Этого она ему не простила.
Вскоре умер отец. Совершенно неожиданно от какой-то болезни с мудреным названием, которая почти не поддавалась распознаванию: никаких болей, но всегда смертельный исход. Давид заметил, что он ни чуточки не расстроился. Просто был озадачен.
Озадачен еще на похоронах. Стояло лето, и пчелы на кладбище жужжали особенно звонко. Приглядевшись, можно было увидеть их, маленькие золотистые точки над могилами. Детский хор пел громко и фальшиво. Давид поднес левую руку к виску и вдруг услышал тиканье часов, тихий ход секунд, услышал, как они зарождаются и исчезают, растворяясь в пустоте. Священник ковырялся в зубах, думая, что на него никто не смотрит. Потом хорал закончился, и осталось только гудение пчел.
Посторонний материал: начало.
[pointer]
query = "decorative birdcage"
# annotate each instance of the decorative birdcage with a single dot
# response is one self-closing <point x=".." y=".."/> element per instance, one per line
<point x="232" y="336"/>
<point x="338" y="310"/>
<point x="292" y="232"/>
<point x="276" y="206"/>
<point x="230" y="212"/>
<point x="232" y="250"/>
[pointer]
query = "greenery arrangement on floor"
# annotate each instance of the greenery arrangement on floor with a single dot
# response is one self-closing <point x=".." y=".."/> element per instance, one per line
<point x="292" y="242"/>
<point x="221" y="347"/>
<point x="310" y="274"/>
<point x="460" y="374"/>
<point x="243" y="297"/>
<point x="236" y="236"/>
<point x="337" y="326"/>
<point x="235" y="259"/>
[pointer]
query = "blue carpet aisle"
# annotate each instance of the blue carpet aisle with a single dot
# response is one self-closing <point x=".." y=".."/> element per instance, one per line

Ему в голову пришла одна идея. Но как таковая обозначилась не сразу, сначала в виде простого вопроса. Или, скорее, подозрения или предчувствия; Давид и сам еще толком не знал. Домой он шел молча, с закрытыми глазами, и этого никто не заметил. Он пропустил в школе целую неделю, занимаясь тем, что записывал сверху вниз, аккуратными длинными колонками цифры.
Страхи о том, что теперь и отец будет являться во сне, не оправдались. Как и прежде, его навещала только сестра. Давид спрашивал, сестра отвечала, не сводя с него безжизненных глаз; проснувшись, он не мог вспомнить ни вопросов, ни ответов, и только ее голос еще звучал иногда в ушах. В конце недели было заполнено сто сорок страниц, и стало ясно, что дело намного сложнее и потребует гораздо больше времени, чем он рассчитывал. Поэтому он сложил листы в папку, запер ее в ящике и решил обо всем забыть.